The exponential increase in publicly available sequencing data and genomic resources necessitates the development of highly efficient methods for data processing and analysis. Locality-sensitive hashing techniques have successfully transformed large datasets into smaller, more manageable sketches while maintaining comparability using metrics such as Jaccard and containment indices. However, fixed-size sketches encounter difficulties when applied to divergent datasets. Scalable sketching methods, such as sourmash, provide valuable solutions but still lack resource-efficient, tailored indexing. Our objective is to create lighter sketches with comparable results while enhancing efficiency. We introduce the concept of Fractional Hitting Sets, a generalization of Universal Hitting Sets, which cover a specified fraction of the k-mer space. In theory and practice, we demonstrate the feasibility of achieving such coverage with simple but highly efficient schemes. By encoding the covered k-mers as super-k-mers, we provide a space-efficient exact representation that also enables optimized comparisons. Our novel tool, supersampler, implements this scheme, and experimental results with real bacterial collections closely match our theoretical findings. In comparison to sourmash, supersampler achieves similar outcomes while utilizing an order of magnitude less space and memory and operating several times faster. This highlights the potential of our approach in addressing the challenges presented by the ever-expanding landscape of genomic data. supersampler is an open-source software and can be accessed at https://github.com/TimRouze/supersampler . The data required to reproduce the results presented in this manuscript is available at https://github.com/TimRouze/supersampler/experiments .

Abstract Image

查看原文本刊更多论文

分数命中集用于高效的多集素描。

公开可用的测序数据和基因组资源呈指数级增长，需要开发高效的数据处理和分析方法。位置敏感的散列技术已经成功地将大型数据集转换为更小、更易于管理的草图，同时使用Jaccard和containment索引等指标保持可比性。然而，固定大小的草图在应用于不同的数据集时会遇到困难。可扩展的素描方法，如sourmash，提供了有价值的解决方案，但仍然缺乏资源高效，量身定制的索引。我们的目标是创建具有可比结果的更轻的草图，同时提高效率。我们引入了分数命中集的概念，它是普遍命中集的推广，它覆盖了k-mer空间的特定分数。在理论和实践中，我们证明了用简单而高效的方案实现这种覆盖的可行性。通过将覆盖的k-mers编码为super-k-mers，我们提供了一种节省空间的精确表示，也可以进行优化比较。我们的新工具，超级采样器，实现了这一方案，实验结果与真实的细菌收集密切匹配我们的理论发现。与sourmash相比，supersampler在利用更少的空间和内存并以几倍的速度运行的同时实现了类似的结果。这凸显了我们的方法在应对不断扩大的基因组数据所带来的挑战方面的潜力。supersampler是一个开源软件，可以在https://github.com/TimRouze/supersampler上访问。重现本文中所呈现的结果所需的数据可在https://github.com/TimRouze/supersampler/experiments上获得。
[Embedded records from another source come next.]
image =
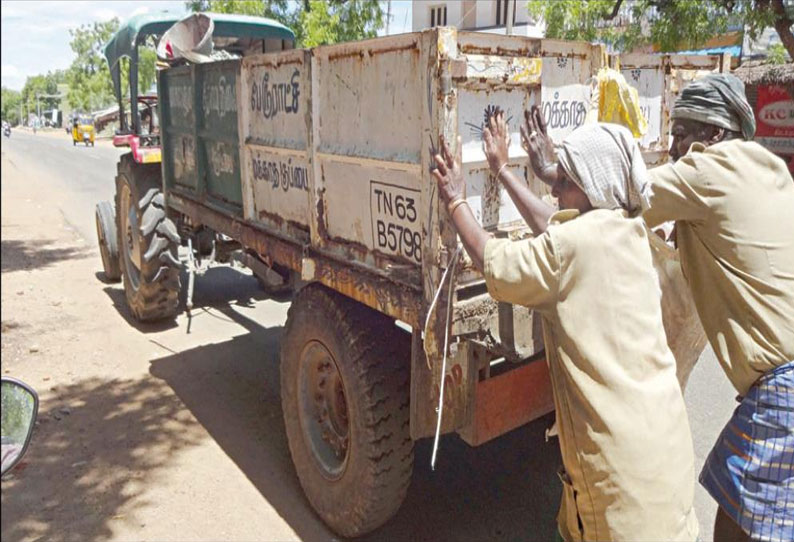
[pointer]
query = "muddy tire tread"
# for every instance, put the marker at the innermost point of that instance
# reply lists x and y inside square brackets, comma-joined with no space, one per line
[379,355]
[157,297]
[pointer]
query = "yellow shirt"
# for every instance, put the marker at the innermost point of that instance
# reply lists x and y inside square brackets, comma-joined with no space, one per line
[624,434]
[733,204]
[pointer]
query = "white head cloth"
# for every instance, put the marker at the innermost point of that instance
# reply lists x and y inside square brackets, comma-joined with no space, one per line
[605,162]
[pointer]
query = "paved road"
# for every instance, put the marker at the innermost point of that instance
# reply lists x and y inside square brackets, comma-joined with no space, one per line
[504,490]
[86,174]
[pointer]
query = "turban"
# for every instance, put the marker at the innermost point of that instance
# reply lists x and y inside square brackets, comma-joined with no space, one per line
[717,99]
[605,162]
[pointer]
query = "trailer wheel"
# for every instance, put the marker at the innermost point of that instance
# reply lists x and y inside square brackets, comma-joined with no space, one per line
[345,396]
[105,218]
[148,241]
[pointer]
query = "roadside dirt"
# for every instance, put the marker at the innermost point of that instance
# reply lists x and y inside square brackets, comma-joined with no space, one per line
[137,428]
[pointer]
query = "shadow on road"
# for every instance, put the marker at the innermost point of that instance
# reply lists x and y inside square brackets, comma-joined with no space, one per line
[95,446]
[505,490]
[17,255]
[218,288]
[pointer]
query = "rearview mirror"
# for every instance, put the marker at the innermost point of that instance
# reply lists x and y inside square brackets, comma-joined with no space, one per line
[20,405]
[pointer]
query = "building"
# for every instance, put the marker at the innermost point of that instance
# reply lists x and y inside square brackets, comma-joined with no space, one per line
[480,15]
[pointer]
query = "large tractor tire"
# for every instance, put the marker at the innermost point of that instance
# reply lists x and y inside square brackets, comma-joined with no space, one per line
[105,218]
[148,241]
[345,373]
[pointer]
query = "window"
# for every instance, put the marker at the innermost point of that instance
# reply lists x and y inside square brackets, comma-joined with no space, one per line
[501,12]
[438,16]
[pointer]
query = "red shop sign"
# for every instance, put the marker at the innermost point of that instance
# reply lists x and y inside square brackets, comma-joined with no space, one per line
[774,112]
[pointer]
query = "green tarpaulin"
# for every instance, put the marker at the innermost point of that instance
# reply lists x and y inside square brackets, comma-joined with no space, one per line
[137,28]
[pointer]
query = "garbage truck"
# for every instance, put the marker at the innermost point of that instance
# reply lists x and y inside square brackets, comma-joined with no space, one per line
[312,167]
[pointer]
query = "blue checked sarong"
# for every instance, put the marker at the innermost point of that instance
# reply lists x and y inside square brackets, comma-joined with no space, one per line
[750,471]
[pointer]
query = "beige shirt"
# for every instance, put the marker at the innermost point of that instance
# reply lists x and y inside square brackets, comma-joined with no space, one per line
[624,433]
[733,204]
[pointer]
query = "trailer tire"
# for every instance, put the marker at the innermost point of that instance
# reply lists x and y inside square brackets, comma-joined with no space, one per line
[105,218]
[148,242]
[333,343]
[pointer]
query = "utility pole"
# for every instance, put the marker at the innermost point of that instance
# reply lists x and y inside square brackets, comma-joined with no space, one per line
[388,16]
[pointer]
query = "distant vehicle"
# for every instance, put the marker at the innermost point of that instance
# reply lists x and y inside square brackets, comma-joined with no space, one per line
[83,130]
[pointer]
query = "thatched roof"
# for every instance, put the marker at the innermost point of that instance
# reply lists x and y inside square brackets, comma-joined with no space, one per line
[756,72]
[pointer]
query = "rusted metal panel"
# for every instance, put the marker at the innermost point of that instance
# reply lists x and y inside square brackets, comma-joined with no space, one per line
[384,295]
[275,131]
[658,80]
[508,401]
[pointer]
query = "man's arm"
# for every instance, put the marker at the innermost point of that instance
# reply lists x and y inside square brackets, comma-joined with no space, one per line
[674,192]
[452,190]
[534,210]
[539,146]
[524,272]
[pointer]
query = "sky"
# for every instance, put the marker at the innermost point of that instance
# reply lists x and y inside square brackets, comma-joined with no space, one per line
[35,35]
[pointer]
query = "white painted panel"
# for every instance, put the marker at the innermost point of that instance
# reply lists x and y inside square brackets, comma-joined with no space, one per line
[374,206]
[565,94]
[280,183]
[275,98]
[370,103]
[649,83]
[487,198]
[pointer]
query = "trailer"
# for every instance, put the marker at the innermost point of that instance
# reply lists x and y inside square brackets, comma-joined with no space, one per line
[313,167]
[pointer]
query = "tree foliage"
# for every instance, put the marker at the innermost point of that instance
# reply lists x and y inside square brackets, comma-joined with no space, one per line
[90,85]
[315,22]
[11,101]
[669,24]
[34,94]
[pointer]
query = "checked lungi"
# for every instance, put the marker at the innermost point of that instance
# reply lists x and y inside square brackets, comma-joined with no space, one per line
[750,471]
本文章由计算机程序翻译，如有差异，请以英文原文为准。

求助全文

约1分钟内获得全文求助全文

来源期刊

Algorithms for Molecular Biology 生物-生化研究方法

CiteScore

2.40

自引率

10.00%

发文量

审稿时长

>12 weeks

期刊介绍： Algorithms for Molecular Biology publishes articles on novel algorithms for biological sequence and structure analysis, phylogeny reconstruction, and combinatorial algorithms and machine learning. Areas of interest include but are not limited to: algorithms for RNA and protein structure analysis, gene prediction and genome analysis, comparative sequence analysis and alignment, phylogeny, gene expression, machine learning, and combinatorial algorithms. Where appropriate, manuscripts should describe applications to real-world data. However, pure algorithm papers are also welcome if future applications to biological data are to be expected, or if they address complexity or approximation issues of novel computational problems in molecular biology. Articles about novel software tools will be considered for publication if they contain some algorithmically interesting aspects.